In digital photography, the transitional rite of exposing, developing and printing is accelerated in the age of an instance—one which provides the photographer more creative control over the image by what is referred to by professionals as “chimping.”
Chimping is a colloquial term used by photojournalist because the actions of reviewing frames on-site appear similar to the actions of monkeys preening. What are the implications of a visual encounter in which the subject is no longer symbolically "separated" from the world through periods of liminality and latency?
How does photographic ritual change in a digital age? How does the immediacy of the digital experience intensify the image-making process for both observer and observed?
Digital photography's capacity for intensifying relationships
temporally and spatially has yet to be fully explored or understood. We must think of the act of photography as a communicative exchange between the observer and the observed that is based on the series of expectations and obligations that come from the creation of interpersonal exchange. This exchange, however, in a digital age intensifies relationships by the immediacy of fixing a moment in time and space that differs from previous experiences with film.
The digital camera also levels the playing field of specialization in the picture making process. Just as the Kodak One and the Brownie camera popularized and democratized photographic practices and routines for the average person in the late 19th and early 20th centuries, so does the digital camera in the 21st century.
As people adjust to and move away from the liminality embedded in the ritual of making images with film to the immediacy and intensification of digital photography a period of angst and discomfort is underway.
The rituals of digital photography alter how we consume visual images without the extra time or liminality film gave us to fully digest the experience. We no longer are patient with ourselves in fulfilling our sense of expectations or obligations with digital photography. This is the "I wanted it yesterday" generation played out to its fullest sense.
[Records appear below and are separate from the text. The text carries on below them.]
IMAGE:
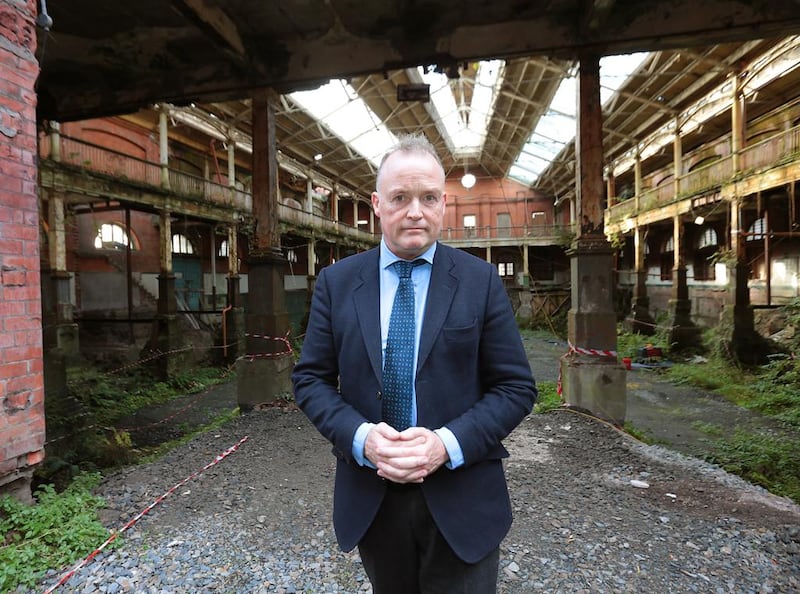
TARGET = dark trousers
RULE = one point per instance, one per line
(403, 552)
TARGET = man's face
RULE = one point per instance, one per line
(410, 202)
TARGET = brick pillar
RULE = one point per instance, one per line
(21, 370)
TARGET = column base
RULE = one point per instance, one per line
(598, 387)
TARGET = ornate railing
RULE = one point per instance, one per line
(779, 149)
(92, 157)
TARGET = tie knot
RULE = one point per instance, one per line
(404, 268)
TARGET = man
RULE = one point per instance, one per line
(427, 505)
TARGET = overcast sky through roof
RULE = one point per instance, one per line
(337, 106)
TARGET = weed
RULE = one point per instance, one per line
(549, 398)
(57, 531)
(767, 460)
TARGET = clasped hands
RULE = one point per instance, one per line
(404, 456)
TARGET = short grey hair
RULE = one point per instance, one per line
(411, 143)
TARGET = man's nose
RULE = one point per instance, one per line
(414, 209)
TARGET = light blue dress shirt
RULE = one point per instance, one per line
(389, 281)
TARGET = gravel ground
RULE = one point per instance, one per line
(259, 519)
(594, 510)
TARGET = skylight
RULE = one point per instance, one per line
(464, 126)
(558, 126)
(338, 107)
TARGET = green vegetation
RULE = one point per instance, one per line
(549, 398)
(83, 422)
(771, 460)
(62, 528)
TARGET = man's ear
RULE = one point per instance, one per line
(376, 204)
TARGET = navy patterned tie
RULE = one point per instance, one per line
(398, 365)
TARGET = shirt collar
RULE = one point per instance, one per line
(387, 258)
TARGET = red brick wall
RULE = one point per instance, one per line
(22, 429)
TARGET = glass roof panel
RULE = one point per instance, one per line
(337, 106)
(558, 126)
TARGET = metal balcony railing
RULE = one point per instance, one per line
(771, 152)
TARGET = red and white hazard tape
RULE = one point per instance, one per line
(284, 339)
(220, 457)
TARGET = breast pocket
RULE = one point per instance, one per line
(461, 333)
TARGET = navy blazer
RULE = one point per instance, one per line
(473, 377)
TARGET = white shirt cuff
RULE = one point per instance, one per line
(452, 446)
(359, 439)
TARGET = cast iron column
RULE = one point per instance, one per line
(592, 378)
(263, 372)
(640, 320)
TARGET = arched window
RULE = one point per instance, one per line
(111, 236)
(181, 244)
(706, 247)
(756, 230)
(707, 239)
(667, 258)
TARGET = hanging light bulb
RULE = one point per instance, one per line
(468, 180)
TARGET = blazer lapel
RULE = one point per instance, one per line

Previous analog experience with film forced us to digest the act of recording simply because of the liminality of film. Some photographers fear that they are losing control of the autonomy they once enjoyed when using film. No longer can photographers expect to go unchallenged over the control over when an image is viewed by the subject.
Personally, I feel the experience of sharing helps to build rapport and trust between the observer and the observed. I think our responsibility as photographers rests in our ability to affirm the human condition through images when words fail us. I see this with my students' work and how hard it is to teach photography as a transformative experience not only for the photographer but also for the subject.
Digital may make some aspects of photography easier for many people, but it may also complicate things as well. Using a digital camera I do not have the same feeling of permanency as I had with film. With digital, the process makes me feel like I am dealing more with data than with the relationship between the tangiblities of such things as tonalities and contrast.
In the end, however, photography is still about relationships and about ritualized experience. Images still need to be about immediacy, intensity and intimacy -- even if fleeting.